The following speakers presented their reports: Vsevolod Obraztsov, a researcher at the Arsenal Department of the State Hermitage Museum, who spoke about Central Asian weapons in the Hermitage collection; Tatiana Emelianenko, a leading researcher at the Russian Ethnographic Museum, who presented the materials of ethnographer and photographer S. M. Dudin on the traditional culture of Uzbekistan in the museums of St. Petersburg; Kirill Gavrilin, professor at the Stroganov Academy, who spoke on the subject of the artistic heritage of Uzbekistan and Central Asian countries in the collection of the Stroganov Academy Museum, and other specialists. In total, representatives of six cultural institutions in Russia participated in the event.
Vice-President of the Academy of Sciences of Uzbekistan Bahrom Abdukhalimov believes that the contribution of Russian scholars to the development of science in Uzbekistan is difficult to overestimate.
"Our generation mainly used their textbooks and recommendations," he recalled. "We can say that Russian orientalists were at the origins of Uzbek oriental studies. Russian oriental studies on a global scale is very strong, and we are students of our teachers. We read their books, attended lectures, and this knowledge became the foundation for the development of local experts."
Tatiana Emelianenko agreed with her colleague, stressing that Russian scholars contributed to the development of art history and ethnography schools in Central Asia.
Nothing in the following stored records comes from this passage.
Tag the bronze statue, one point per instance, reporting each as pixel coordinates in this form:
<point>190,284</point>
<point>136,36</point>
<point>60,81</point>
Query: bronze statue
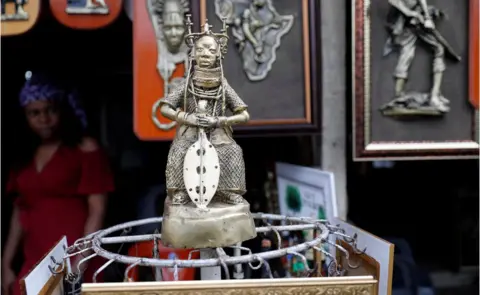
<point>168,20</point>
<point>205,168</point>
<point>410,21</point>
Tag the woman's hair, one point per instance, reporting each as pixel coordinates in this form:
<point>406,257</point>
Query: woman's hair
<point>72,123</point>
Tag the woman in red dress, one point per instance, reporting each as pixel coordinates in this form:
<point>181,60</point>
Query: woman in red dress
<point>61,182</point>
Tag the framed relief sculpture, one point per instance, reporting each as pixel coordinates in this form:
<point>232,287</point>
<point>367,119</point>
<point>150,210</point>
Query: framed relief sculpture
<point>160,56</point>
<point>411,79</point>
<point>18,16</point>
<point>273,62</point>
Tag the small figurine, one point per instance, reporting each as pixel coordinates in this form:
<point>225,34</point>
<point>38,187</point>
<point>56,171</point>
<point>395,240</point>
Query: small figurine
<point>87,7</point>
<point>205,168</point>
<point>168,21</point>
<point>410,21</point>
<point>20,13</point>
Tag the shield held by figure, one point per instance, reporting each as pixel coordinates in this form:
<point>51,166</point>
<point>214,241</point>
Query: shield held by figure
<point>201,171</point>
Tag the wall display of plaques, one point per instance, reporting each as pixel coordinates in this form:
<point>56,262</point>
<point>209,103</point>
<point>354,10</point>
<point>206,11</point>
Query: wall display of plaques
<point>86,14</point>
<point>272,59</point>
<point>18,16</point>
<point>160,57</point>
<point>414,84</point>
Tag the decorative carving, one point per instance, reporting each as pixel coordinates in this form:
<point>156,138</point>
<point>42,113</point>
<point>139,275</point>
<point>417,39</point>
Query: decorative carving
<point>87,7</point>
<point>347,289</point>
<point>19,13</point>
<point>168,20</point>
<point>257,29</point>
<point>408,22</point>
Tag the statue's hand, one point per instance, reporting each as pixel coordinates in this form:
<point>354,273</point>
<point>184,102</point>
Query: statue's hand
<point>207,121</point>
<point>417,18</point>
<point>191,119</point>
<point>429,24</point>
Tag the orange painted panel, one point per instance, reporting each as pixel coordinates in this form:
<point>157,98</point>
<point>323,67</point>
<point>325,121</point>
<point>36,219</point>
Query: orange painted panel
<point>148,85</point>
<point>474,83</point>
<point>13,24</point>
<point>84,21</point>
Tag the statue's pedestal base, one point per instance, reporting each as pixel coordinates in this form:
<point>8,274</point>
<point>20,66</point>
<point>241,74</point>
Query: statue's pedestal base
<point>221,225</point>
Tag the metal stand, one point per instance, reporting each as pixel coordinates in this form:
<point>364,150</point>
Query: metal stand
<point>213,260</point>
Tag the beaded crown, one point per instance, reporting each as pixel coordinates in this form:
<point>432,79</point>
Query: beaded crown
<point>221,38</point>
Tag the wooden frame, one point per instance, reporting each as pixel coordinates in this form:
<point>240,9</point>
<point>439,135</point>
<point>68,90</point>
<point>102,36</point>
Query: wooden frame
<point>474,74</point>
<point>364,147</point>
<point>311,61</point>
<point>321,286</point>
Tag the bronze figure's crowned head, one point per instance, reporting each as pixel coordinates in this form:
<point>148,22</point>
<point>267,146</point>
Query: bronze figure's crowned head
<point>207,48</point>
<point>172,20</point>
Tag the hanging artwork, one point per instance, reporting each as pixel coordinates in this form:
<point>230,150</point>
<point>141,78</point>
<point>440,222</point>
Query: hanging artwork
<point>160,57</point>
<point>258,29</point>
<point>275,60</point>
<point>410,79</point>
<point>18,16</point>
<point>86,14</point>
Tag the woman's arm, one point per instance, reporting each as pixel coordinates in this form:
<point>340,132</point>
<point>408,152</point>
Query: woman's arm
<point>13,240</point>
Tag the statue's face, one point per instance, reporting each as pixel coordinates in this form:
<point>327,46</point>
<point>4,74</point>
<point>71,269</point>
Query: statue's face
<point>173,28</point>
<point>206,52</point>
<point>259,3</point>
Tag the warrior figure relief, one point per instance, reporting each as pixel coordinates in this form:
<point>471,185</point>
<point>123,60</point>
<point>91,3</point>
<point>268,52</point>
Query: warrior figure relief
<point>410,21</point>
<point>87,7</point>
<point>199,105</point>
<point>257,29</point>
<point>168,20</point>
<point>20,13</point>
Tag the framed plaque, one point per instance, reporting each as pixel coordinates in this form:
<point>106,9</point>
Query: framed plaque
<point>415,82</point>
<point>18,16</point>
<point>272,60</point>
<point>160,56</point>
"Local specialists went to Russia to train, and a lot of people from Russia came here: to study, to collect items, to work in research institutions," she said. "Of course, something was lost in the turbulent times of the 1990s and 2000s. But everything will get better, it will come back to normal. The school of Central Asian oriental studies has not disappeared.
Uzbek example
Russians actively participate in all projects, with a total of 15 museums and libraries involved in them. The result is impressive. Of the 60 books-albums from the Cultural Legacy of Uzbekistan in the World Collections series, fifteen are dedicated to museums in the Russian Federation. Cultural institutions join their efforts working on some of the volumes. For example, the book-album Carpet-making of Uzbekistan was created by the staff of the State Museum of Oriental Art, the Hermitage, Peter the Great Museum of Anthropology and Ethnography (Kunstkamera), Institute of Oriental Studies under the Russian Academy of Sciences and Russian Ethnographic Museum. The Pushkin House and the Glinka State Museum joined the last two in the creation of the volume Musical Heritage of Uzbekistan.
Svetlana Naborshchikova, editor of the Culture Department of Izvestia, Doctor of Art History, believes that Uzbekistan, which successfully catalogues its cultural heritage, inspires and serves as an example.
"I can't remember another such phenomenon, when experts from so many countries united around the cultural heritage of one state," she noted. "Russia's history is no less great, and there is a lot of material related to Russian culture in museums and libraries around the world. We lost it some time ago, but Uzbekistan has shown how a loss can be turned into an acquisition. To collect Russian values in such a publication means to unite specialists from different countries, to acquaint Russians with the national art that has gone abroad, to offer socially oriented businesses work for the benefit of their culture by financing the project, and, of course, to strengthen the intercultural interstate dialogue."
The society and Russian scholars plan to publish several volumes dedicated to the collection of Kunstkamera. The next big meeting with Uzbek culture will take place on December 29. On this day, Navoi readings dedicated to the 581st birthday of the poet and thinker Alisher Navoi will begin in St. Petersburg. The first event of this kind took place in December 1941 in besieged Leningrad. Last year, the society initiated and its members — the Institute of Oriental Manuscripts under the Russian Academy of Sciences, the State Hermitage Museum and the Russian National Library — supported the resumption of the readings on an annual basis.